According to The Associated Press, both local and federal law enforcement officials were searching a home in a suburban area of Nashville, with one law enforcement official telling AP on the condition of anonymity that the home is connected to a person of interest in the investigation. Officials say they have received more than 500 tips since the explosion, which the Tennessee governor described early Friday morning as appearing intentional.
The FBI declined to publicly confirm to ABC News whether they have a person of interest. “There are a number of individuals that we’re looking at,” said FBI agent Doug Korneski. “At this point, we’re not prepared to identify any single individual.”
Residents of the neighborhood told The Tennessean, a local newsite, that an RV resembling the car bomb had been parked at the home as recently as within the last 14 days. An FBI agent told the news agency that no one was inside the home when investigators entered it.
BREAKING: This is the RV that exploded on 2nd Ave N this morning. It arrived on 2nd Ave at 1:22 a.m. Have you seen this vehicle in our area or do you have information about it? Please contact us via Crime Stoppers at 615-742-7463 or online via https://t.co/dVGS7o0m4v. @ATFHQ pic.twitter.com/JNx9sDinAH
— Metro Nashville PD (@MNPDNashville) December 25, 2020
The blast was strong enough to shatter windows and affect communications systems in the area.

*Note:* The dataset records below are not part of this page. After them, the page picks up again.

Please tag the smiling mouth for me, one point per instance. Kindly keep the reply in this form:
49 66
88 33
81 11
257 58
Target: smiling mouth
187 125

The FAA has placed flight restrictions in the 1 mile radius of the blast site until late Wednesday, reports local news site WKRN.
No other explosives were found in the downtown Nashville area after the initial RV blast Friday morning, according to authorities. The Federal Emergency Management Agency confirmed Saturday that human remains were also found in the area of the explosion, but it’s unclear whether they are actually related to it or not, reports AP.
Some residents who live near the site of the blast have described a peculiar set of events leading up to the explosion, such as hearing gunshots that sounded as if they had been pre-recorded or designed to attract their attention, reports The Washington Post. Sometime after, a voice began emanating from an RV through a speaker, warning them they had 15 minutes to leave the area.
“It was saying, ‘This vehicle has a bomb, you must evacuate the area,’” said Kim Madlom, a 59-year old Nashville resident who fled before the blast.
Madlom told the Post that the RV exploded when she was on her way back home, about 20 minutes after the RV warned them that they had 11 minutes before the bomb would detonate. “We almost didn’t take it seriously,” said Madlom, whose building was severely damaged in the explosion. “Whoever did this certainly intended for us all to leave.”